Marc usually shows on the Monday of each fashion week, but due to NYC's infamous brush with Hurricane Irene, he chose to push his show out to Thursday, in turn, closing out New York Fashion Week. this change in time slot actually turned out to be quite thrilling - an incredible climax to a long week that was, while colorful and happy, at times repetitive. one thing i've learned in my years as a fashion slave is that you cannot predict what Marc will show. last seasons it was strict, severe, sexy women stomping down a white padded-cell-like runway to Marilyn Manson in polka dot adorned whip straight skirts and dresses, their long ponytails swinging in unison. this season, we got Bob Fossi girls posing on the stage and then sashaying down the runway as if leaving the dance hall as Philip Glass' Einstein on the Beach Knees 1 played dramatically through the Lexington Avenue armory.
the shapes of Marc's spring collection were a relaxed, almost western take on his previous season. waists were dropped, gingham oxford shirts were shown underneath dresses and skirts that were twisted and knotted at the low hip in an almost saran-wrap-esque fabric, sequin tops thrown over said gingham shirts, and in a nod to the roaring 20's (or so it seemed), the girls' stockings were loose, although did not come off as ill-fitting, bunching around their ankles and actually drawing more attention to the beautiful lady-like mary jane pumps with a carved wooden heel and the no-fuss but SUPER chic two-tone oxford loafers. oh, and we can't forget the clear plastic cowboy boots.

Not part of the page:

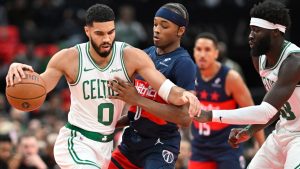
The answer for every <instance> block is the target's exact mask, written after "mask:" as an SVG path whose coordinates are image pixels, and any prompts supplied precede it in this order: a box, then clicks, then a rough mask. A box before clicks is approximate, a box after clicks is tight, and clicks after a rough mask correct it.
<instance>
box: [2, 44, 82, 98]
mask: <svg viewBox="0 0 300 169" xmlns="http://www.w3.org/2000/svg"><path fill="white" fill-rule="evenodd" d="M75 56H77V54H76V49H75V50H74V48H69V49H63V50H61V51H59V52H57V53H56V54H55V55H54V56H53V57H52V58H51V59H50V61H49V63H48V65H47V68H46V70H45V72H43V73H41V74H40V76H41V78H42V79H43V80H44V82H45V84H46V91H47V93H48V92H50V91H51V90H52V89H53V88H54V87H55V86H56V84H57V83H58V81H59V79H60V78H61V76H62V75H63V74H67V73H66V72H70V71H68V69H72V67H73V66H72V65H73V64H72V62H74V61H72V59H74V58H75ZM75 60H76V59H75ZM25 70H30V71H34V70H33V68H32V67H31V66H30V65H26V64H22V63H12V64H11V65H10V67H9V70H8V73H7V76H6V83H7V84H8V85H13V78H14V76H15V77H16V78H17V79H18V81H21V79H22V78H24V77H25V74H24V71H25ZM66 76H67V75H66ZM67 77H68V76H67Z"/></svg>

the shapes themselves were a throwback to the dance hall eras of the 1920's and 1940's, but in true Marc Jacobs fashion, he made it all jarringly relevant with technical, almost futuristic fabrics. the saran-wrap plastic of the skirts and dresses, the plastic pailettes that embellished tops and skirt hems, and most beautifully...the almost reflective gingham of the oxfords and one particular pair of mary jane heels. even the flapper dress and skirts that swished past me had an element of the future; the fringe seemed almost plastic (though i cannot be sure until i run my fingers through it..which i'm dying to do!).
the sequined sweatshirts over the technical chiffon skirt is a level i cannot even....discuss yet.
the dropped waist in embossed yellow crocodile with a flirty, feminine hemline... i can't. i'm dying.
great view of the technical gingham - in a slipdress thrown over a flapper-fringed skirt. i mean...right?
the detail of the embellishment in this dress and coat is why Marc is probably the new couturier at Dior.
please notice the beading work on the jacket + the chemise tank top + the beading work on the skirt + the yellow shoes + the yellow bag + the scalloped trim of the skirt = CHIC.
a genius takes his bow.
rumors are swirling that Marc is slated to take over for Dior - and there's no question that he's the right person for the job. what he's done at Louis Vuitton is of course, amazing, but what he's done with his own line is innovate. American fashion is nothing without Marc. he's the true maverick of the industry, never afraid to play with reference, movement, shape, femininity, masculinity, and time....and it's what keeps him relevant. he's grown his namesake line into the most recognized name in American fashion and this season's collection just further drives the point home. 1920's and 40's shapes in the year 2050 fabrics? yeah.
Marc continues to innovate and this season, he redefined what it is for a woman to dress modern.